What the hell did Daryl do to warrant this hate?
 
Perhaps America’s corporate Goliaths—Amazon, Walmart, American Airlines—could demonstrate the virtues of their enormous scale to skeptical Democratic regulators by pushing this effort toward a tipping point.
But don't worry, there's no corporate conspiracy to bring about lockdowns and enforce neoliberalism, and if you say there is you're literally Hitler.
 
Maybe the people who were freaking out about devil worshipers during the Satanic Panic in the 80s were onto something. Because there sure are a lot of fucking people who are siding with the Antichrist while claiming to be on the "right side of history."
 
Ah yes, everyone know that the vaccine hesitant are just "freedumb" (a false concept) loving losers who are on the wrong side of history and will try to Jan 6th everyone with their militia assault weapons. No strawman there.

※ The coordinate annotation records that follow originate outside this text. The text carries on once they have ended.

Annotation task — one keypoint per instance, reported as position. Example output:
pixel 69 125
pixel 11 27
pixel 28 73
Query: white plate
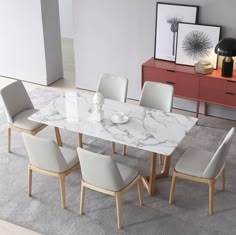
pixel 117 121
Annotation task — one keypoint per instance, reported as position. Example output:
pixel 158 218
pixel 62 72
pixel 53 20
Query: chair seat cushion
pixel 70 156
pixel 21 120
pixel 128 173
pixel 194 162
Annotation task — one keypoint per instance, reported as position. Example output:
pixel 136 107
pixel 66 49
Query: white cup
pixel 119 116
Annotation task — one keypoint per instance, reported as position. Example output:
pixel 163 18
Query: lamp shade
pixel 226 47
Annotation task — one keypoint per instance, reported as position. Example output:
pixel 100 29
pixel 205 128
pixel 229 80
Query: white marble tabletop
pixel 147 129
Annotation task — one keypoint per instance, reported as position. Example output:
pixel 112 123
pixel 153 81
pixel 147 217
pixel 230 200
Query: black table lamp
pixel 227 47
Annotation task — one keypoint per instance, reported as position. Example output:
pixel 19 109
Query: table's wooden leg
pixel 152 178
pixel 80 140
pixel 58 136
pixel 165 169
pixel 149 182
pixel 197 109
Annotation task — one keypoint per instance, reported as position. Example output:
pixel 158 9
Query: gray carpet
pixel 188 214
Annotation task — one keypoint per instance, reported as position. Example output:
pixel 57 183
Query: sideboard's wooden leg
pixel 205 109
pixel 197 109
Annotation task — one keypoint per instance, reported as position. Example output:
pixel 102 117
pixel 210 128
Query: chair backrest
pixel 100 170
pixel 15 99
pixel 157 96
pixel 218 160
pixel 113 87
pixel 44 154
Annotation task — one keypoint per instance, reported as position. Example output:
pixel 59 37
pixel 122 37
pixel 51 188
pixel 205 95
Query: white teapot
pixel 98 101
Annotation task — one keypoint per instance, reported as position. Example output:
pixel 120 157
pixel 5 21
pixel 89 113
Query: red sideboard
pixel 209 89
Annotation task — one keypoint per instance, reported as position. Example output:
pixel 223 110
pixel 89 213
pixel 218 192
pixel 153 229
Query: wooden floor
pixel 63 84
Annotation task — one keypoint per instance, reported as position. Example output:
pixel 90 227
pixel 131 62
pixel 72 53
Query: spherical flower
pixel 196 44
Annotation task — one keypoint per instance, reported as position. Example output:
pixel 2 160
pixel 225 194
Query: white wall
pixel 118 36
pixel 23 40
pixel 66 21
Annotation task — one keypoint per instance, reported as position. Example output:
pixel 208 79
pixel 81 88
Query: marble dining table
pixel 148 129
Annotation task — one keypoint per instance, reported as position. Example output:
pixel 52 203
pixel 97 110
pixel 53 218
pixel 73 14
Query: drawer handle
pixel 169 70
pixel 229 93
pixel 168 82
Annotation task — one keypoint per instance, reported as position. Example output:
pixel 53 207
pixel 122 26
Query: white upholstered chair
pixel 101 173
pixel 19 107
pixel 156 95
pixel 47 158
pixel 204 167
pixel 111 87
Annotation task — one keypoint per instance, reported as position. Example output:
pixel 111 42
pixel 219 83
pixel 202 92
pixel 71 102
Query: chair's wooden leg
pixel 113 147
pixel 58 136
pixel 140 192
pixel 9 140
pixel 118 209
pixel 172 189
pixel 124 150
pixel 62 189
pixel 82 194
pixel 29 181
pixel 223 179
pixel 211 196
pixel 80 140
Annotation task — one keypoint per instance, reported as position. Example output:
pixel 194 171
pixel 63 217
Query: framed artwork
pixel 168 16
pixel 197 42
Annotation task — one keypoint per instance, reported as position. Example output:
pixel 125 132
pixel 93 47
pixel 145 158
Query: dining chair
pixel 47 158
pixel 103 174
pixel 202 166
pixel 112 87
pixel 156 95
pixel 19 107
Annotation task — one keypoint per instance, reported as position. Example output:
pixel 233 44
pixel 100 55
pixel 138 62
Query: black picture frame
pixel 167 17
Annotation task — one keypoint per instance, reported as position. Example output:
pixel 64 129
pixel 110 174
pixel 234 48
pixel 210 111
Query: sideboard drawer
pixel 186 85
pixel 230 99
pixel 230 86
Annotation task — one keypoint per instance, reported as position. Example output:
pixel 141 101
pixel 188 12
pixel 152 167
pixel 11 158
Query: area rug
pixel 188 215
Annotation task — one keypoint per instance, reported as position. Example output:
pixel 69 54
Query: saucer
pixel 115 120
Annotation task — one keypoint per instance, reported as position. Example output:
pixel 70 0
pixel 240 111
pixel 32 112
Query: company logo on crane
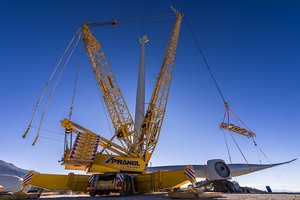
pixel 113 160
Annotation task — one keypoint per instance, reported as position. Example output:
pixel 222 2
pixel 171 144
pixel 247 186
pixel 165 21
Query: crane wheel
pixel 92 193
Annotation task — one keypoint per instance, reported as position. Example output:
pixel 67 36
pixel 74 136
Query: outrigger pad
pixel 236 129
pixel 85 147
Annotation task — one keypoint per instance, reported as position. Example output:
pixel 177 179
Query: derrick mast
pixel 111 93
pixel 154 116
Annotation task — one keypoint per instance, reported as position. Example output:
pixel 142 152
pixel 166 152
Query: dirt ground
pixel 165 196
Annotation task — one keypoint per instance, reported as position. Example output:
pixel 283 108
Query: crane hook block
pixel 236 129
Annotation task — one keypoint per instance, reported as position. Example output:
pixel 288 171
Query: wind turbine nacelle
pixel 216 169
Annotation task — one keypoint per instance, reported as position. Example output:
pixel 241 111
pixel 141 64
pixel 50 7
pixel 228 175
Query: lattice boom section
pixel 85 147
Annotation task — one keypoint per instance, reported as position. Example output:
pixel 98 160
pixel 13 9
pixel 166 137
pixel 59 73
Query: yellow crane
pixel 133 151
pixel 135 156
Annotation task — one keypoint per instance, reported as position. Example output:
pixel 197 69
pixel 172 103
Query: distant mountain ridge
pixel 11 169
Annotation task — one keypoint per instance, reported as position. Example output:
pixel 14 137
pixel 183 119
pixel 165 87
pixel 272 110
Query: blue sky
pixel 252 47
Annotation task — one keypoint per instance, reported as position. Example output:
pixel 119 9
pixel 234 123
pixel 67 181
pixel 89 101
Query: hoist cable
pixel 204 59
pixel 130 20
pixel 227 147
pixel 72 103
pixel 48 81
pixel 54 87
pixel 239 149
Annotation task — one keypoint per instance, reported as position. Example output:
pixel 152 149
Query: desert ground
pixel 165 196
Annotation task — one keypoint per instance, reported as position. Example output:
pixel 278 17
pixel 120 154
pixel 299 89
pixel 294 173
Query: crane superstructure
pixel 136 144
pixel 127 153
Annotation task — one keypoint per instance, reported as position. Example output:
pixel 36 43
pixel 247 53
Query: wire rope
pixel 48 82
pixel 53 89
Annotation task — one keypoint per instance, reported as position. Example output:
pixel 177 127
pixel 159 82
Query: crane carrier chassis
pixel 104 184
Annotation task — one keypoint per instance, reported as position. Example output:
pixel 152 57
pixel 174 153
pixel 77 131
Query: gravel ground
pixel 165 196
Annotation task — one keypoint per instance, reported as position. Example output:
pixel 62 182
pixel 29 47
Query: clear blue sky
pixel 252 46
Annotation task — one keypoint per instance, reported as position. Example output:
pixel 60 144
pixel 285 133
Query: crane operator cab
pixel 104 184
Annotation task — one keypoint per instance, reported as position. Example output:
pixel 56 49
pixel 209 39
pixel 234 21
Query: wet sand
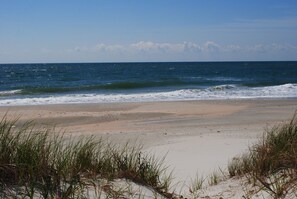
pixel 196 136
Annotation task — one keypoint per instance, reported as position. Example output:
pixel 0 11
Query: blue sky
pixel 147 30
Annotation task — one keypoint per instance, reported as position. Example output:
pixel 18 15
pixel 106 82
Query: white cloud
pixel 149 46
pixel 184 51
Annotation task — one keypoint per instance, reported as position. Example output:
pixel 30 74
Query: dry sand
pixel 197 136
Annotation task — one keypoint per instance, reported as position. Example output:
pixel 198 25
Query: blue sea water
pixel 27 84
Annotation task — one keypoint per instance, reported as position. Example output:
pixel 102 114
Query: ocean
pixel 68 83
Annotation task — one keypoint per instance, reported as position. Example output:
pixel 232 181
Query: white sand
pixel 199 137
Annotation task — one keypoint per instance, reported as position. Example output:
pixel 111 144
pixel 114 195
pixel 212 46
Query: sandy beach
pixel 196 136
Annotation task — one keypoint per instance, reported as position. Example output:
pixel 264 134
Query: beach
pixel 197 137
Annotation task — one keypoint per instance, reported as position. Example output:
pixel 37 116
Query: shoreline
pixel 196 136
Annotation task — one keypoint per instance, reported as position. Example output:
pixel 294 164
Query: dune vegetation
pixel 38 163
pixel 271 164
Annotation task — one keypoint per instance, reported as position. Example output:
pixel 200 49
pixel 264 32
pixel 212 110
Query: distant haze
pixel 153 30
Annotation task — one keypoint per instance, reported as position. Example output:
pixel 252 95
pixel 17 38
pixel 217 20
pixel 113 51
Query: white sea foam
pixel 10 92
pixel 224 92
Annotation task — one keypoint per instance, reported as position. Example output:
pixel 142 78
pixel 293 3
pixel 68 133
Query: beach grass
pixel 271 164
pixel 41 163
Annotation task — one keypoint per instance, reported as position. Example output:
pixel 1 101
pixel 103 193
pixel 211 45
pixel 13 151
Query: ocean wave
pixel 222 87
pixel 269 92
pixel 107 86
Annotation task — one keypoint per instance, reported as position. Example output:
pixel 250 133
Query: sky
pixel 47 31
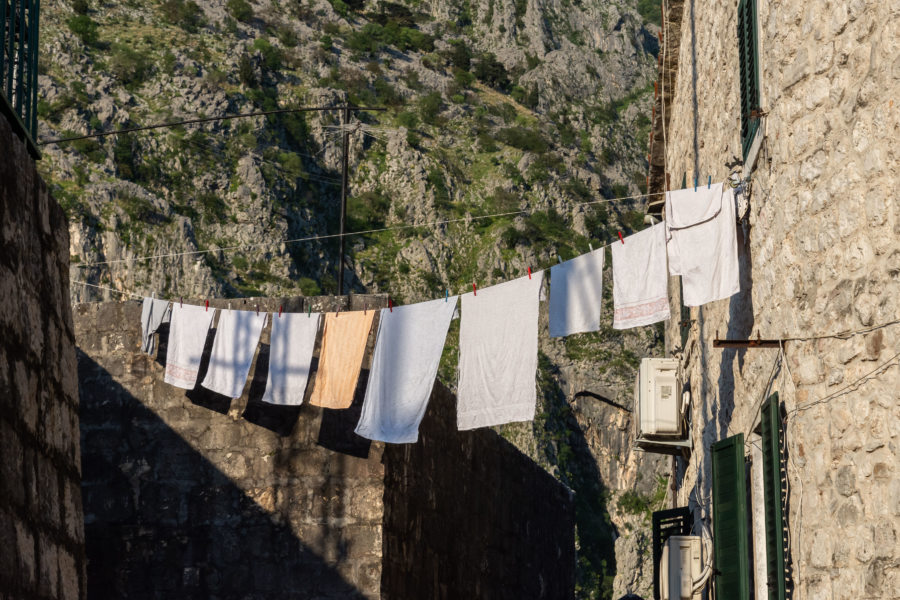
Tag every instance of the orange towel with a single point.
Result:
(343, 347)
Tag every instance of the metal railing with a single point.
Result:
(18, 66)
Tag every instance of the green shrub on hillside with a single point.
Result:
(85, 28)
(184, 13)
(492, 72)
(523, 139)
(129, 66)
(240, 10)
(430, 107)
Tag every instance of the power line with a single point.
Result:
(353, 233)
(210, 119)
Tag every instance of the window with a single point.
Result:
(749, 56)
(773, 494)
(731, 548)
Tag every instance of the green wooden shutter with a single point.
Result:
(773, 476)
(749, 57)
(730, 544)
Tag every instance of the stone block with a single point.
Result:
(11, 465)
(25, 553)
(69, 576)
(48, 567)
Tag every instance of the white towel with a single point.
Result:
(407, 354)
(290, 357)
(640, 295)
(576, 294)
(498, 342)
(701, 240)
(237, 336)
(153, 314)
(187, 337)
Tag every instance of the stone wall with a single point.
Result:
(42, 549)
(191, 495)
(194, 495)
(819, 255)
(466, 515)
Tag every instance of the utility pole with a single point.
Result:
(344, 161)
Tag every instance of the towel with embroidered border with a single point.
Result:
(187, 338)
(640, 294)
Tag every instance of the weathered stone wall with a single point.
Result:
(189, 495)
(466, 515)
(193, 495)
(820, 256)
(42, 548)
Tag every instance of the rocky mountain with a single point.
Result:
(508, 124)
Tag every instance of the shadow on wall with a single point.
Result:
(161, 521)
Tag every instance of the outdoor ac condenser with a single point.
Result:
(680, 568)
(657, 399)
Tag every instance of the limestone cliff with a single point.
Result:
(493, 106)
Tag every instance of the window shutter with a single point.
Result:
(730, 544)
(749, 71)
(773, 494)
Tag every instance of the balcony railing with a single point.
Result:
(18, 66)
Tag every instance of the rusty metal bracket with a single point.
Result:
(748, 343)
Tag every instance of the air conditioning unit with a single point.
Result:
(658, 416)
(680, 568)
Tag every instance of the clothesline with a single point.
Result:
(468, 218)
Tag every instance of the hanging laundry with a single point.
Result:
(343, 347)
(290, 357)
(701, 240)
(498, 343)
(237, 336)
(153, 314)
(407, 353)
(576, 294)
(640, 295)
(187, 337)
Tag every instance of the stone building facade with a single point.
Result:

I also heard over half the states in the US are "right to work" states, so I was unaware that employment is a "privilege" that can be taken from me by the government...
Those right-to-work propositions had to be voted in and the people for them put out ads and commercials lying about what they do. That's how they passed. Same with that proposition in California that fucked over contractors, they can't be considered company employees and thus don't qualify for the benefits from those companies. How this is legal, I don't know, but hey, as long as they get to fuck over the little guy, right?
 
Jurno, it's time to start coding.
The events of Jan. 6—among many, many other events—prove that crossing the right wing carries risks including violence even if its cause is ultimately a losing and stupid one.
But rampaging riots for a year before that were A-OK! Because the memeflu only works when it's politically convenient.